The application itself encourages users to link their profiles to a Facebook account, list their first and last names, and include profile pictures so they can interact and compete with other fitness enthusiasts in the area. However, from an intelligence standpoint, that’s all actionable — using a combination of social media and Google maps, it becomes fairly easy to identify individuals that work within the national defense and intelligence sectors, and use their posted workouts to find their homes or identify high traffic regions of military installations.
It wasn’t just U.S. personnel identified through the investigation. Polar’s “Polar Flow” map allows users to see where others are working out and what they’re doing — and using that same functionality, De Correspondent reporter Foeke Postma and others were able to identify and track “6,460 individuals across 69 nationalities” tied to their respective nation’s defense. Among them were ranks and occupational specialties hailing from across the board, including some tasked with manning nuclear launch facilities.
We found the names and addresses of personnel at military bases including Guantánamo Bay in Cuba, Erbil in Iraq, Gao in Mali, and bases in Afghanistan, Saudi Arabia, Qatar, Chad, and South Korea.
We also learned the names and addresses of personnel at nuclear storage facilities, maximum security prisons, military airports where nuclear weapons are stored, and drone bases.”
Personnel from the U.S. and U.K. were joined in this embarrassment by members of Russia’s GRU and SVR RF, the DGSE in France, and the MIVD in the Netherlands.

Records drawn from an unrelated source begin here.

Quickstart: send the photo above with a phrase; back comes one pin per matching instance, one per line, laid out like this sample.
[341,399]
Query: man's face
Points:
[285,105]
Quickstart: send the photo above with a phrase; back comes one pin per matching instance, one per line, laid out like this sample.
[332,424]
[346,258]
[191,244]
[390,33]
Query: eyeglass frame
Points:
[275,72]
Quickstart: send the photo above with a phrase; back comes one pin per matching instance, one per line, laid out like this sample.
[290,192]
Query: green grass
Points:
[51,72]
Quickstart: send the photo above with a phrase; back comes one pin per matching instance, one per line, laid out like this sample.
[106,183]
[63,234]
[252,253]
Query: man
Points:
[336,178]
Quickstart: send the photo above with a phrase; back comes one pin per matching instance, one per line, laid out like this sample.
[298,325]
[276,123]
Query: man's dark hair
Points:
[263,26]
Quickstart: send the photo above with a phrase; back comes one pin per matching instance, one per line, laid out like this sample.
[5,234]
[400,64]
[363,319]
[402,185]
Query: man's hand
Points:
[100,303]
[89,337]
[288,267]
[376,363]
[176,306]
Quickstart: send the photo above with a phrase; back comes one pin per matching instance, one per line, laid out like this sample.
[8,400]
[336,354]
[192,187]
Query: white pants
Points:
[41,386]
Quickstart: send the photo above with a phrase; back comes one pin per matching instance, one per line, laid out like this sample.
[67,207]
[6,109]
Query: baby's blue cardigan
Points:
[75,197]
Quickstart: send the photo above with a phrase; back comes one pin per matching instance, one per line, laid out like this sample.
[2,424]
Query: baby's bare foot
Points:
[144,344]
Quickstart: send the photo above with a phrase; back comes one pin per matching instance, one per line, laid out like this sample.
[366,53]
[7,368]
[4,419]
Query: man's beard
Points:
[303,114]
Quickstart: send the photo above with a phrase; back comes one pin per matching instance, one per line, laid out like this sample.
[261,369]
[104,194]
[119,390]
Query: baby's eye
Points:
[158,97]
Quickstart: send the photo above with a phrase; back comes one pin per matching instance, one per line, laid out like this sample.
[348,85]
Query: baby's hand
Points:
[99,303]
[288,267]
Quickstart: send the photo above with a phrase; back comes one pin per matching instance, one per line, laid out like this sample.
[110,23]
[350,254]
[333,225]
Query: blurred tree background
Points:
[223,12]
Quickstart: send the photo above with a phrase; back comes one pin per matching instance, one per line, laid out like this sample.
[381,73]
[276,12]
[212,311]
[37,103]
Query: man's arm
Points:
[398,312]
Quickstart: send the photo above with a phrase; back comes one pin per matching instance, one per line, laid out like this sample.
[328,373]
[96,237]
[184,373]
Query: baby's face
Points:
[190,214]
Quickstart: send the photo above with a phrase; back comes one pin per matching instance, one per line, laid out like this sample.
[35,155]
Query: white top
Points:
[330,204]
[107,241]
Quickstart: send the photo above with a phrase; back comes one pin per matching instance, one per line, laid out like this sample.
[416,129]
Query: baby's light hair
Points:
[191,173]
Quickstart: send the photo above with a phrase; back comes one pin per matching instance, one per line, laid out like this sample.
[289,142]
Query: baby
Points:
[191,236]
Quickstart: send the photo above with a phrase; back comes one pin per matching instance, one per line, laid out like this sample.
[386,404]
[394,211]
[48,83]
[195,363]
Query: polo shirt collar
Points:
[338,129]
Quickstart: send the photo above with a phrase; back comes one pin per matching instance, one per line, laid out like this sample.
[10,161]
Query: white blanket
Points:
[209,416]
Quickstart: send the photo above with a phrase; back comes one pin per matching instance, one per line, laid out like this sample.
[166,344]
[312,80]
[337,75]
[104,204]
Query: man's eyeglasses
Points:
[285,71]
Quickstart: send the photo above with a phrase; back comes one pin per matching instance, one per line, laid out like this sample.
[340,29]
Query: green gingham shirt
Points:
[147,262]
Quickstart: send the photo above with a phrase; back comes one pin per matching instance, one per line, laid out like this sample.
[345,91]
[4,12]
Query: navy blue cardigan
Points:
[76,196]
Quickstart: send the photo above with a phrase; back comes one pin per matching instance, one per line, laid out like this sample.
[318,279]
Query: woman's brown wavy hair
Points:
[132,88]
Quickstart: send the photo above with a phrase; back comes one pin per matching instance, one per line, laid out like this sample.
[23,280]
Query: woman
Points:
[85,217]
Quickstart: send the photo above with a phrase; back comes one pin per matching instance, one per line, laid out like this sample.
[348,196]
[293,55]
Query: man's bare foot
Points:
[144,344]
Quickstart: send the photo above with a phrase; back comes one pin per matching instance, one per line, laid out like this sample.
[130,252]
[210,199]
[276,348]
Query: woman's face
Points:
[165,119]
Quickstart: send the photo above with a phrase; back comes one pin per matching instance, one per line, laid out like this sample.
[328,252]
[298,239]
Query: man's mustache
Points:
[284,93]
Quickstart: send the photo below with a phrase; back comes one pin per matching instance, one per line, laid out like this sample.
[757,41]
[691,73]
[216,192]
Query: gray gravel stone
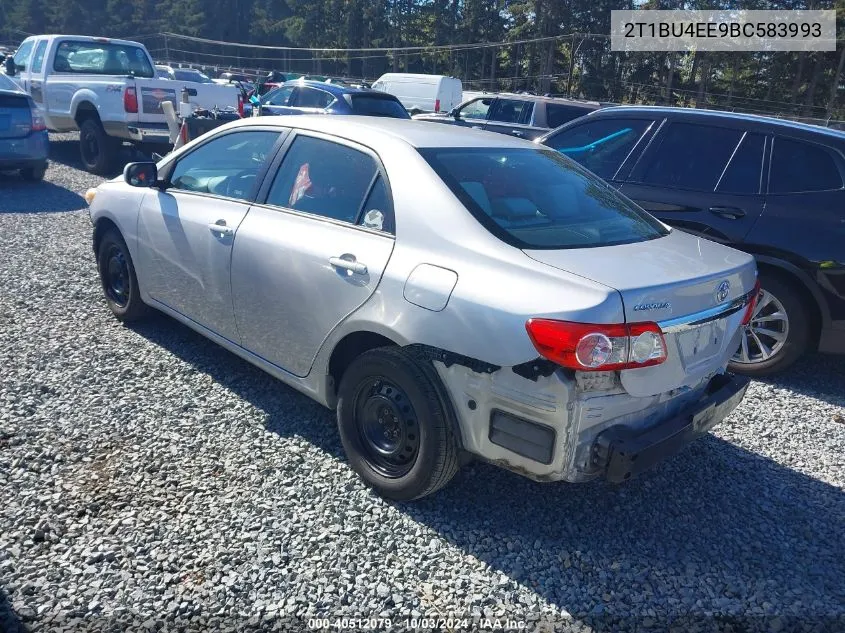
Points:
[150,479]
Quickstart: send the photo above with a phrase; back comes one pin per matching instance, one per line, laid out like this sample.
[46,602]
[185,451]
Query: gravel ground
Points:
[150,479]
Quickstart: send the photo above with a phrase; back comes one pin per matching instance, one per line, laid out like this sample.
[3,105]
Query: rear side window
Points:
[312,98]
[511,111]
[557,114]
[742,175]
[324,178]
[368,105]
[38,58]
[535,198]
[798,167]
[691,157]
[601,145]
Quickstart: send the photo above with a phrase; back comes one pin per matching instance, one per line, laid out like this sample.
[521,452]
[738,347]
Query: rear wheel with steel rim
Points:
[396,424]
[117,276]
[779,331]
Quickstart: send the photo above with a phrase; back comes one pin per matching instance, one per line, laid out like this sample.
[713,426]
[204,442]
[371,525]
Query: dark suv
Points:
[772,188]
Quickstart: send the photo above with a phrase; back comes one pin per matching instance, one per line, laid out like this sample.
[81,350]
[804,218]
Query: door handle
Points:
[348,262]
[220,227]
[731,213]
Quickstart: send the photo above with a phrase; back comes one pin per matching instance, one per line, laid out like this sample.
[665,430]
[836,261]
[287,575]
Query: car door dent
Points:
[429,286]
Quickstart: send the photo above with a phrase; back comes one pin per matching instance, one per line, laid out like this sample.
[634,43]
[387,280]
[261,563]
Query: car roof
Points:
[334,89]
[373,130]
[719,114]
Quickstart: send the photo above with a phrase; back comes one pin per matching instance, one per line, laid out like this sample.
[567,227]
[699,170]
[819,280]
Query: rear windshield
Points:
[538,199]
[102,58]
[374,105]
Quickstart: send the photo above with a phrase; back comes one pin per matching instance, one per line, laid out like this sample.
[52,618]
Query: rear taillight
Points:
[38,124]
[752,304]
[130,100]
[596,347]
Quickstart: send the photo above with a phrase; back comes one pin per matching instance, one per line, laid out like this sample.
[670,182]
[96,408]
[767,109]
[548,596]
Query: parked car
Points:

Cybersecurity has been at the forefront of the defense discussion for years now, but it seems that the basic premise still eludes many working within the nation’s defense apparatus. A recent report made by the Dutch newspaper De Correspondent shows that the use of the activity tracker smartphone application “Polar” by members of the U.S. Secret Service, NSA, the U.K.’s MI6 and a host of others publicly reveals their exact movements and locations. In some instances, the app offers detailed routes of running courses in and around foreign military installations. In others, it offers up the identities and home addresses of personnel working within military and intelligence installations here at home.
The report states:
Polar is not only revealing the heart rates, routes, dates, time, duration, and pace of exercises carried out by individuals at military sites, but also revealing the same information from what are likely their homes as well. Tracing all of this information is very simple through the site: find a military base, select an exercise published there to identify the attached profile, and see where else this person has exercised. As people tend to turn their fitness trackers on/off when leaving or entering their homes, they unwittingly mark their houses on the map.”

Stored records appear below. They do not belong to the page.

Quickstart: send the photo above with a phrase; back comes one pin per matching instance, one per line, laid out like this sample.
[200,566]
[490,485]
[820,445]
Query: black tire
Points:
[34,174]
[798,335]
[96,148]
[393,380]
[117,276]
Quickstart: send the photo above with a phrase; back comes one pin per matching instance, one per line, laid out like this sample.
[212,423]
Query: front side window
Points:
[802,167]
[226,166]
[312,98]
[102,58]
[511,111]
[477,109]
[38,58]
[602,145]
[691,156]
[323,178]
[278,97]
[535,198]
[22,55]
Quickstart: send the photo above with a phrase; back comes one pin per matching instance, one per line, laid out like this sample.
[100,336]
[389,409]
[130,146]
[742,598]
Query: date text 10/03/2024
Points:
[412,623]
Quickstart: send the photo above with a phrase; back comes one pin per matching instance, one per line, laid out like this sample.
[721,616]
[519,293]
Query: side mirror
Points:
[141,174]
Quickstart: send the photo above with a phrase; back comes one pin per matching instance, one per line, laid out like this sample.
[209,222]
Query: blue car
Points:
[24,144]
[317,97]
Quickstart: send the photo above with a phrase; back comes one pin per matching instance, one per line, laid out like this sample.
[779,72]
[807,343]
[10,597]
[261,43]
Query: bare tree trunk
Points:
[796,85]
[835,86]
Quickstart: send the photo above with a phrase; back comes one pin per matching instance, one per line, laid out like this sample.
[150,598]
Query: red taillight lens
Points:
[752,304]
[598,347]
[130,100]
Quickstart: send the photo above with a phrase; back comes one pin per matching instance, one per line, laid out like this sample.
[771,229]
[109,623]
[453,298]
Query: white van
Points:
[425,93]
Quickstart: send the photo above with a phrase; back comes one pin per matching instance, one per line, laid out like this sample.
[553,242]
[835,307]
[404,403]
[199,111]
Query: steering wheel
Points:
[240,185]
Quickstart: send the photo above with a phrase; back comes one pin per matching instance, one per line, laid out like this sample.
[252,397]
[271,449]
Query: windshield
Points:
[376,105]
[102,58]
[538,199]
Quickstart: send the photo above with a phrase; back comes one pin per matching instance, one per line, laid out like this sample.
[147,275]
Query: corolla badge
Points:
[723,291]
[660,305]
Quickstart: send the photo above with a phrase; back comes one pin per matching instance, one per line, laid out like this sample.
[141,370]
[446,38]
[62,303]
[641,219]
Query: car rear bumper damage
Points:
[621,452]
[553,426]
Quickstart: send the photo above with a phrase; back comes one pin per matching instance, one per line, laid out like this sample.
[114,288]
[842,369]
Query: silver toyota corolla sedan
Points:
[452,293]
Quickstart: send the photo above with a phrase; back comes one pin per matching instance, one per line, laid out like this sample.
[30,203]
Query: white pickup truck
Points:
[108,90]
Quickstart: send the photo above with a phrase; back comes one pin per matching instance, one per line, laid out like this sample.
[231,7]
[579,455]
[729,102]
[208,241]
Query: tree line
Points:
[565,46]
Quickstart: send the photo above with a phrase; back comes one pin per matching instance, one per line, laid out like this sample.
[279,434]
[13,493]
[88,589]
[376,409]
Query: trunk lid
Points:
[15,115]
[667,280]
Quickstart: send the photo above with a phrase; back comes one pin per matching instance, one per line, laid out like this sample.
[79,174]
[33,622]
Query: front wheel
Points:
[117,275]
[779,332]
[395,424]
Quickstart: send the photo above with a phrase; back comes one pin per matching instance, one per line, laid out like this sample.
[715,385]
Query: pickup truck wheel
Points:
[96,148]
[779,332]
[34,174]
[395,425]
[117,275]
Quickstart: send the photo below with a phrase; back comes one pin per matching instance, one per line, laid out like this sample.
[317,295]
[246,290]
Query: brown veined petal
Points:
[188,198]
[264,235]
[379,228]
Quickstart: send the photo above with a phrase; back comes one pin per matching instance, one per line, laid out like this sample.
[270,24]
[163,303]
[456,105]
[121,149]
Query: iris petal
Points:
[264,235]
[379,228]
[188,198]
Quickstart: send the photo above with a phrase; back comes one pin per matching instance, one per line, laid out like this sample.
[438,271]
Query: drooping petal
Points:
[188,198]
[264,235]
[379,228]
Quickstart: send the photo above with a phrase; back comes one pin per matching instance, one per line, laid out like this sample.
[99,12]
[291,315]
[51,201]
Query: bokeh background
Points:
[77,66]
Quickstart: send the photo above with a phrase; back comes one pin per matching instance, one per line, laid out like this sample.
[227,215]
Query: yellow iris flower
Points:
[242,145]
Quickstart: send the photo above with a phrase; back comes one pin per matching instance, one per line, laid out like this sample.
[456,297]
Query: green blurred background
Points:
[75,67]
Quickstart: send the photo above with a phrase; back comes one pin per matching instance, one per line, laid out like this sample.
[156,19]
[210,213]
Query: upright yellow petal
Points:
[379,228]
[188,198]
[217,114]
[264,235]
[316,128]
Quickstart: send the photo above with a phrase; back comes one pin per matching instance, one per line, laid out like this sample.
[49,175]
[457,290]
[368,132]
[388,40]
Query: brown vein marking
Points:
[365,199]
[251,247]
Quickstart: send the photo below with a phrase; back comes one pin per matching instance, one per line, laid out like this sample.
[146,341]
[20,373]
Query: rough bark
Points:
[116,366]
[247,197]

The application itself encourages users to link their profiles to a Facebook account, list their first and last names, and include profile pictures so they can interact and compete with other fitness enthusiasts in the area. However, from an intelligence standpoint, that’s all actionable — using a combination of social media and Google maps, it becomes fairly easy to identify individuals that work within the national defense and intelligence sectors, and use their posted workouts to find their homes or identify high traffic regions of military installations.
It wasn’t just U.S. personnel identified through the investigation. Polar’s “Polar Flow” map allows users to see where others are working out and what they’re doing — and using that same functionality, De Correspondent reporter Foeke Postma and others were able to identify and track “6,460 individuals across 69 nationalities” tied to their respective nation’s defense. Among them were ranks and occupational specialties hailing from across the board, including some tasked with manning nuclear launch facilities.
We found the names and addresses of personnel at military bases including Guantánamo Bay in Cuba, Erbil in Iraq, Gao in Mali, and bases in Afghanistan, Saudi Arabia, Qatar, Chad, and South Korea.
We also learned the names and addresses of personnel at nuclear storage facilities, maximum security prisons, military airports where nuclear weapons are stored, and drone bases.”
Personnel from the U.S. and U.K. were joined in this embarrassment by members of Russia’s GRU and SVR RF, the DGSE in France, and the MIVD in the Netherlands.
As a result of the report, Polar has taken the “Polar Flow” map offline and issued a statement late last week emphasizing that sharing your workouts is an opt-in function, rather than an “opt-out” one. That means users need to choose to share their workout data intentionally, and according to Polar, only about two percent of their users do so — begging the question, why would personnel associated with sensitive defense initiatives decide to share their workout geography publicly, especially since a similar incident was revealed months ago tied to the fitness application Strava.
Their statement reads:
It is important to understand that Polar has not leaked any data, and there has been no breach of private data. Currently the vast majority of Polar customers maintain the default private profiles and private sessions data settings, and are not affected in any way by this case. While the decision to opt-in and share training sessions and GPS location data is the choice and responsibility of the customer, we are aware that potentially sensitive locations are appearing in public data, and have made the decision to temporarily suspend the Explore API.”
While national level governments work to hinder foreign efforts to infiltrate sensitive systems in the cyber domain, it would seem the concept still hasn’t quite trickled down to the ground level, where individuals continue to offer up sensitive data on social media and smartphone applications, seemingly unaware of the ramifications of their recreational use of these platforms.